Walau bagi para ulama Faqih Muqoddam kafir karena pengakuan Mi’raj-nya, bagi penulis Faqih Muqoddam tidak kafir. Kenapa? karena memang pengakuan Mi’raj itu tidak pernah ada; surat menyurat antara Faqih Muqoddam dengan Syekh Sa’ad itu juga tidak pernah terjadi. Legenda surat menyurat itu diciptakan pada abad sembilan dalam kitab Al-Burqat oleh Ali al-Sakran dengan sederhana. Ia mengaku kisah itu ada dalam sebuah kitab karya Batohan murid Syekh Sa’ad yang bernama kitab Tuhfatul Murid. Benarkah kitab itu pernah ada? tidak ada.

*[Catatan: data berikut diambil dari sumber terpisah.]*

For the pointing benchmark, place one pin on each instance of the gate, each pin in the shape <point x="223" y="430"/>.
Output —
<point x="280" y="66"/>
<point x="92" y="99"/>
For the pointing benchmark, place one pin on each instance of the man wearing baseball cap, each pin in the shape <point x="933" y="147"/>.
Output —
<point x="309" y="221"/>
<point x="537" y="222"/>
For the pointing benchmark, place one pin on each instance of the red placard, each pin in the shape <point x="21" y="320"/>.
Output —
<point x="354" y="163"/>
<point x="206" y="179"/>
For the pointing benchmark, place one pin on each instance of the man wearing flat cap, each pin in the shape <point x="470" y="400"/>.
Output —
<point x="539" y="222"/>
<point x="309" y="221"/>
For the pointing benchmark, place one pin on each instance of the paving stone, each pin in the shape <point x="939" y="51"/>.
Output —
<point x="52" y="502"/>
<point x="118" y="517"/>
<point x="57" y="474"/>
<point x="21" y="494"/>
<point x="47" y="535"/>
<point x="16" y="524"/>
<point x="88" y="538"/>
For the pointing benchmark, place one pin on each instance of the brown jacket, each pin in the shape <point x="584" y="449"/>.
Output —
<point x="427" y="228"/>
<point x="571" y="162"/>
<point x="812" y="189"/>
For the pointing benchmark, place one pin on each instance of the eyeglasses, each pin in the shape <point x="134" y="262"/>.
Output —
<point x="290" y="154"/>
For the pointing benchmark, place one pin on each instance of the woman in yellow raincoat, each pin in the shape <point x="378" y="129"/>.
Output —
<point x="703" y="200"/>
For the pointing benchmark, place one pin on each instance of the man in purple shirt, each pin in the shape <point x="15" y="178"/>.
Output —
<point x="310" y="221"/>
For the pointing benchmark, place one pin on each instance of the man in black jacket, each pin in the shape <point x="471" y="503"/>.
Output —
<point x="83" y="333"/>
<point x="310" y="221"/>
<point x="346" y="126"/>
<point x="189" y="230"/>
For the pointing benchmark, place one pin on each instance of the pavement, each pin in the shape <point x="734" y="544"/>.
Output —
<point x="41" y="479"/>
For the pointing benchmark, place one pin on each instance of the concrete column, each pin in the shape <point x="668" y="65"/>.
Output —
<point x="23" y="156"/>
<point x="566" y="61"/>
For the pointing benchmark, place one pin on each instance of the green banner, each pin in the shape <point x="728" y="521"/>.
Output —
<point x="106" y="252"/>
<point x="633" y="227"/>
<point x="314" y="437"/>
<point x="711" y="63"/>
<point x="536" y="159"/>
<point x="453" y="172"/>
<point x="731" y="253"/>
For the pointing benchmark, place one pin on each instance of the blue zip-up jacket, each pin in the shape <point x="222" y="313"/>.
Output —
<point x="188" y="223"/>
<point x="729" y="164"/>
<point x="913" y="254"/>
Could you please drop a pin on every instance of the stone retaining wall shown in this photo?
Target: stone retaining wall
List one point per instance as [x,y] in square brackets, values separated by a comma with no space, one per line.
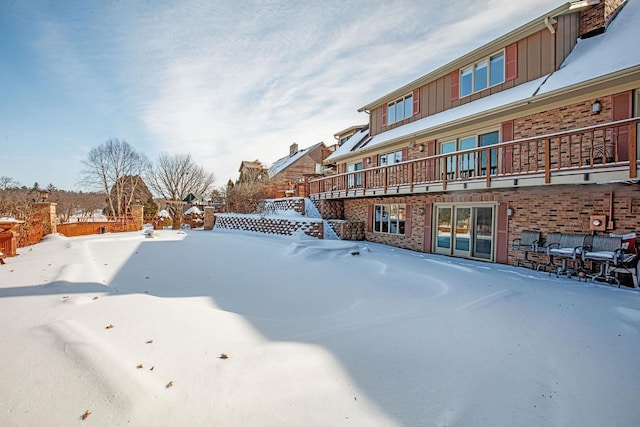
[348,230]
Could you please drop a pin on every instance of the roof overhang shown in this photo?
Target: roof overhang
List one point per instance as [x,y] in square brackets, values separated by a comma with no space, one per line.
[511,37]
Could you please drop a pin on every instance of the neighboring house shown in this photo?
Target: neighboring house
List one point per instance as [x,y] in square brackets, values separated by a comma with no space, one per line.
[195,200]
[534,130]
[347,133]
[251,171]
[291,173]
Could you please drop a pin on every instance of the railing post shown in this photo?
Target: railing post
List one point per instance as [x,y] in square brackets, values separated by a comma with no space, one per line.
[410,166]
[633,155]
[547,160]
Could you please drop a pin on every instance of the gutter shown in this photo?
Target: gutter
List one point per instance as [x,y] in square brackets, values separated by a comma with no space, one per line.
[535,98]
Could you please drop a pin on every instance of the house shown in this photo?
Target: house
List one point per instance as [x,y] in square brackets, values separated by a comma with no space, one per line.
[535,130]
[290,174]
[251,171]
[343,135]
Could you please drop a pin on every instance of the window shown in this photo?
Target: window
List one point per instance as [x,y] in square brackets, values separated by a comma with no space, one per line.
[354,180]
[482,74]
[400,109]
[390,158]
[389,218]
[465,165]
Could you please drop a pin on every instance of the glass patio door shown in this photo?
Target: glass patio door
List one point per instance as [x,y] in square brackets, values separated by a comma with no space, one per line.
[465,231]
[443,230]
[462,232]
[483,232]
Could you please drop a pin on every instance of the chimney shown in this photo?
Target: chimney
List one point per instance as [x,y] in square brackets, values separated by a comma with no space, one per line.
[595,18]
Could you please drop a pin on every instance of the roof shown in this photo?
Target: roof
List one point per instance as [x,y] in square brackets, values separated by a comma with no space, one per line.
[350,145]
[355,128]
[283,163]
[246,164]
[512,36]
[600,57]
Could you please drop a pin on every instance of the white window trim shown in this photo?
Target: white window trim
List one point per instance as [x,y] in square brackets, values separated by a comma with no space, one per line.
[399,101]
[472,66]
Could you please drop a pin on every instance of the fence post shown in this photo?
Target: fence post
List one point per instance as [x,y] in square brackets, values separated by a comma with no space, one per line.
[209,217]
[48,213]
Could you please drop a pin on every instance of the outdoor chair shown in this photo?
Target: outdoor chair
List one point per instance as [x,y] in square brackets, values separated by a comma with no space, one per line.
[613,257]
[570,247]
[551,240]
[606,251]
[527,242]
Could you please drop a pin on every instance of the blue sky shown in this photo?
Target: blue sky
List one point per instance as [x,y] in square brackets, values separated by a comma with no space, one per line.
[225,81]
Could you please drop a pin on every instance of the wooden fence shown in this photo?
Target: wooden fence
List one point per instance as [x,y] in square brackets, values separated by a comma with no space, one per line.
[8,244]
[74,229]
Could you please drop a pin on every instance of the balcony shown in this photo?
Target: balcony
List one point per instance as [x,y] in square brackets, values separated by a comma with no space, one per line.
[598,153]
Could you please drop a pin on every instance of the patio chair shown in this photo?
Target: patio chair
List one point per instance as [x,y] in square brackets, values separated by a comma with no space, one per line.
[527,242]
[570,247]
[613,257]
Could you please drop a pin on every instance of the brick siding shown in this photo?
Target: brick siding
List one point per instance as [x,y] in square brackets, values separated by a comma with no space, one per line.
[563,208]
[279,226]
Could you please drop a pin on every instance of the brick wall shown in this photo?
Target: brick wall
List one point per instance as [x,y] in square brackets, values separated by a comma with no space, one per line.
[279,226]
[594,19]
[563,208]
[330,209]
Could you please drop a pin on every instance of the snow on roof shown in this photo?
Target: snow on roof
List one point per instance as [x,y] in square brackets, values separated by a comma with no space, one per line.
[193,210]
[283,163]
[592,58]
[350,144]
[614,50]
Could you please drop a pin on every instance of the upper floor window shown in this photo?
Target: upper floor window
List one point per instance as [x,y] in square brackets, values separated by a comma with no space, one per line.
[482,74]
[391,158]
[400,109]
[343,140]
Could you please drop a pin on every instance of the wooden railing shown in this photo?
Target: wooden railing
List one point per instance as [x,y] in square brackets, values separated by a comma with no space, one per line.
[576,151]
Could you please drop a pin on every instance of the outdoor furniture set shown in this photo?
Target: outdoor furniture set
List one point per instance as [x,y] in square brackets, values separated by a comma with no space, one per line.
[612,255]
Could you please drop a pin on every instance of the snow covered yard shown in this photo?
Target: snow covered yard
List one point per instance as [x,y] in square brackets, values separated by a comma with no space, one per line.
[131,330]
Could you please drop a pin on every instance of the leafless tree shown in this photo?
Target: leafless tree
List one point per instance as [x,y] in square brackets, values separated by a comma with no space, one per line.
[174,176]
[7,182]
[115,168]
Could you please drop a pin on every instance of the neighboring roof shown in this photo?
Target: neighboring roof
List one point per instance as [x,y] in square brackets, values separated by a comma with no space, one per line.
[608,54]
[245,164]
[283,163]
[349,145]
[191,197]
[193,210]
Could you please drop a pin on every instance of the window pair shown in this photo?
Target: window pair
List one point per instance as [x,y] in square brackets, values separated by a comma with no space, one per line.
[482,74]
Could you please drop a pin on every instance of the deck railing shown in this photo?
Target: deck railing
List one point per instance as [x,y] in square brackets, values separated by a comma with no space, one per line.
[576,151]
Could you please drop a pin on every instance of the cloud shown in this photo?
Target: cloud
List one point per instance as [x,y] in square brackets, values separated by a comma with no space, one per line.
[230,81]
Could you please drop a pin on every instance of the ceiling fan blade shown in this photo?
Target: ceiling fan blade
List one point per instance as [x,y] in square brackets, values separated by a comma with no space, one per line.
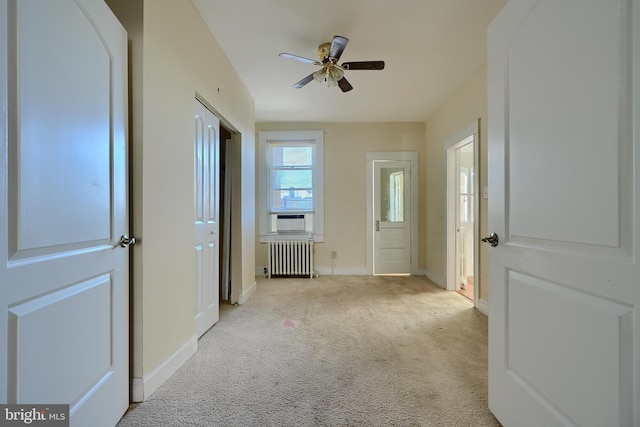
[344,85]
[304,81]
[300,59]
[337,47]
[364,65]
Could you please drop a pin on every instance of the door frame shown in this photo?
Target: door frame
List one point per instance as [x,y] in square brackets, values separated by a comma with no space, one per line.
[412,157]
[470,134]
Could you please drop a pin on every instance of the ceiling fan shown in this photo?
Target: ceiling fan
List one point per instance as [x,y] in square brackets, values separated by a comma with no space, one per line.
[331,72]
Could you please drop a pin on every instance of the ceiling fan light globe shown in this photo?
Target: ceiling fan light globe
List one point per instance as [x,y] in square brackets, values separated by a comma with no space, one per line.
[337,73]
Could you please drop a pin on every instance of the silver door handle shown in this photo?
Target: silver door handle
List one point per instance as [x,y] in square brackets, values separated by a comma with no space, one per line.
[126,241]
[492,239]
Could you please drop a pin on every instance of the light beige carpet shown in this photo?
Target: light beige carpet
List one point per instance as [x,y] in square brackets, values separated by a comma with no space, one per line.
[333,351]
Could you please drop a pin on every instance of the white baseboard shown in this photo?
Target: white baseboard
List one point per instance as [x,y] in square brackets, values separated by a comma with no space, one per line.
[244,296]
[143,388]
[435,279]
[342,271]
[483,306]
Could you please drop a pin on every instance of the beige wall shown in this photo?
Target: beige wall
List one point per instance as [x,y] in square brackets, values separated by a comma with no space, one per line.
[345,145]
[465,106]
[173,58]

Salih al-Hamid Ba’alwi (w.1386 H.) enampuluh tahun lalu mengaku pernah melihat manuskrip kitab itu (lihat Tarikh Hadrmaut juz II h. 824). Menurut DR. Muhammad Yaslam Abd al-Nur, Salih al-Hamid mengaku pernah melihatnya di Perpustakaan Husen bin Abdurrahman Bin Sahl, kemudian di bawa ke Perpustakaan Al-Ahqaf Tarim, katanya ditulis tahun 978 H. oleh Umar bin Ibrahim Al-Hubani. Benarkah berita itu? DR. Muhamad Yaslam mengatakan, sekarang kitab itu sudah hilang (lihat Footnote Tarikh wa al-Muarrikhun al-Hadlarimah h.50).
Aneh, semua manuskrip eksternal yang sezaman yang diklaim katanya menyebut keluarga Ba’alwi setelah dikutip kemudian dinyatakan hilang. Bagi seorang peneliti ini adalah suatu pola yang mencurigakan. Dan bagi penulis, kitab itu kemungkinan besar, jika pun pernah ada, tidak pernah menyebut Faqih Muqaddam, itulah alasan kenapa manuskrip kitab itu harus “dilenyapkan”.